今回はこういうお題でいきます。これは作劇法なんですが、演劇で
なくても、小説や漫画、映画などでも応用されて使われています。
これ自体はラテン語で、デウスはギリシア神話で神ということです。
デウス・エクス・マキナ全体で「機械仕掛けの神」と訳されるんですが、
必ずしも機械は使われておらず、人力による場合も多かったようです。
ただ、これは直訳なので「急展開で話を終息させること」とでも
訳せばいいのかな、と思います。具体的にどういうこというと、
演劇の筋が輻湊し、登場人物が多くなりすぎて収集がつきそうも
ないとき、
突然に劇の途中で神がするすると上から降りてきて、絶対的な
力で一気に物語を終わらせるんです。まあ、現代の演劇では
まず神は出てきませんが、「じつは夢だった」とか
「強力な爆弾が爆発したり」して、物語が一気に終わって
しまうことを言います。おもに喜劇より悲劇で多く使われた
手法のようですが、当時の観客はいきなり神が舞台に降りてくる
状況をどう思ったんでしょうね。
そうですね、これを現代の話でやれば、なんだこれと
言われてしまいそうな気がします。
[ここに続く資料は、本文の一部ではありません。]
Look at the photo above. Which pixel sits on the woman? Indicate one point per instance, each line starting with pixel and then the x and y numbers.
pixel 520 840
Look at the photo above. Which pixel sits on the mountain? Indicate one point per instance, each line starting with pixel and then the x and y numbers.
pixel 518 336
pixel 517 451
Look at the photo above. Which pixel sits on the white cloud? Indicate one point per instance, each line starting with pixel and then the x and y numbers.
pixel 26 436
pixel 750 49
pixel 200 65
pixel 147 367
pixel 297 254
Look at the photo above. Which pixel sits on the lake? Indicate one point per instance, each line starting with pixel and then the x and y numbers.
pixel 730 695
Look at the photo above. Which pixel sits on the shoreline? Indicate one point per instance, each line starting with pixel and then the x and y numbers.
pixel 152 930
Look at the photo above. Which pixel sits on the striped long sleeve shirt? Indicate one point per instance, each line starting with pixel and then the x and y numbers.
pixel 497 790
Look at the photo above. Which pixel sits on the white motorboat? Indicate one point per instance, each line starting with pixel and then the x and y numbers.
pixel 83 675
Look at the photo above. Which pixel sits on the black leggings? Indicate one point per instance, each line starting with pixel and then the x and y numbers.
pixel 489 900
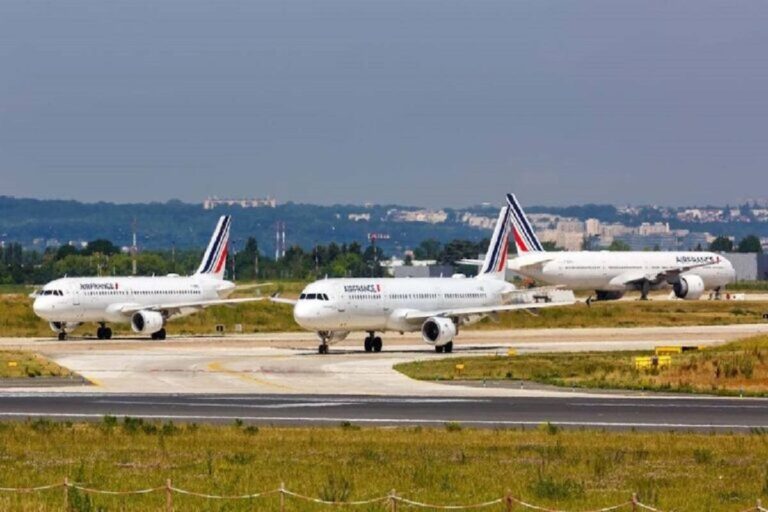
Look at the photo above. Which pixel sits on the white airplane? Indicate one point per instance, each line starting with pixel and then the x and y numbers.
pixel 147 303
pixel 435 306
pixel 611 274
漫画家の手塚治虫氏は
これを禁忌としていたそうです。
主人公が絶体絶命のピンチに陥ったときにパッと目覚めて
「じつは夢だった」では、金返せと言われてしまいそうです。
でも、これを使った話はけっこうたくさんあり、有名なところでは、
シェークスピアの喜劇「真夏の夜の夢」なんかもそうですね。
この他にもWikiでは、オペラのモーツァルトの『イドメネオ』、
ウェーバー『魔弾の射手』などがそうだと書かれてますね。
日本でも多かれ少なかれこの手法を取り入れているものは
けっこうあります
一例をあげると、冨樫義博氏による漫画『HUNTER×HUNTER』の
キメラアント編なんかがそうだと思います。富樫氏は
もともと話の筋をどんどん複雑にしていくという特徴があり、
また、連載を中断する癖もあって、
登場人物がだんだん増えていくのを見て、自分はやばいなあと
思っていました。そしたらやはり、ハンター協会のネテロ会長が
自分の体に「貧者の薔薇」と呼ばれる爆弾を仕込んで
一気に話を終わらせてしまったんですね。こんなのも形を
変えたデウス・エクス・マキナだと思います。では、この手法が
怪談で使えるかというと、ちょっと難しい気がします。
自分は、怪談の怖さは主人公に対する感情移入がどれだけあるか、
主人公の生き方が怪異を呼び込んでしまう過程にあると思ってるので、
前半を詳しく書きはするんですが、そんなに急速に話を終わらせる
こともしません。
それだと余韻がなくなるんですよね。それに怪談の場合、必ずしも
話が全部解決して終わらなくてもいいんです。謎が残ってもかまわない。
そのほうが得体のしれない不気味な感じがします。
推理小説の大団円ではないので、謎が残っても、伏線が回収
されなくてもいいんですね。そういう意味では、怪談を書く
のは楽かもしれませんね。
さてさて、ということで、デウス・エクス・マキナについて
説明してきました。最近古代ギリシアの演劇についての本を
読み返してるんですが、今でも使える手法がいろいろあって
勉強になってます。現代ギリシアは経済破綻してしまいましたが、
古代の英知はすごいと思います。では、今回はこのへんで。